Zika is primarily spread via mosquito bites in Latin and South America. If you find yourself traveling in these areas it is important to properly protect yourself against the possibility of infection.
Wearing long sleeves and pants, using mosquito repellent, and utilizing proper netting and screens over beds and windows will go a long way to reduce your chances of contracting the disease if you are travelling through an area where Zika is a threat.
The symptoms of Zika vary greatly with almost 70% percent of people who are infected not showing any symptoms at all. For an individual, the strongest symptoms present themselves in a similar fashion to the flu, including fever and chills.

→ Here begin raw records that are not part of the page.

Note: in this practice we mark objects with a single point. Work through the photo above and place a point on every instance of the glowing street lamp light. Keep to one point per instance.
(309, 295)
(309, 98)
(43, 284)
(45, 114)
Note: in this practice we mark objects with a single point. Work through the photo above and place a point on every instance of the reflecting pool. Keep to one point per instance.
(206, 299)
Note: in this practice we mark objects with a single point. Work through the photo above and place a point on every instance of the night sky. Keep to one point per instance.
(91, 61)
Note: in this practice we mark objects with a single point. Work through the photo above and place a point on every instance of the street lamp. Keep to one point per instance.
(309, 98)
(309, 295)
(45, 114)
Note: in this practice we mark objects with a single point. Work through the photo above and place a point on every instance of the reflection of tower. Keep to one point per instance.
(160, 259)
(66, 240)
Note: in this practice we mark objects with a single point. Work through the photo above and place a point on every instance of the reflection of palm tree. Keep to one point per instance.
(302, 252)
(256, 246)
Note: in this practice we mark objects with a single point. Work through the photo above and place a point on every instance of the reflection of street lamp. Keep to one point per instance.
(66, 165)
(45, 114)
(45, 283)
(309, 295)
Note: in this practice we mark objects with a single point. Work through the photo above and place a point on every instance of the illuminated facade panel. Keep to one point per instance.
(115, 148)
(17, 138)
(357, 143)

However the largest threat posed by Zika is to the unborn children of pregnant mothers. The contraction of Zika during pregnancy has been shown to lead to various debilitating brain disorders in the unborn child. It is especially important to take every step possible to avoid Zika if you or your partner is pregnant.
If You’ve Been Traveling
After you return from an area affected by Zika, there are still important steps you can take in case you are carrying the virus to prevent it from spreading in your home neighborhood. One of the most important things to do is to make sure you limit your chances of getting bitten by mosquitoes for three weeks after your return. If you or your partner have traveled through an area affected by Zika it is important to take precautions and avoid getting infected or passing on the virus. No vaccine exists at the moment.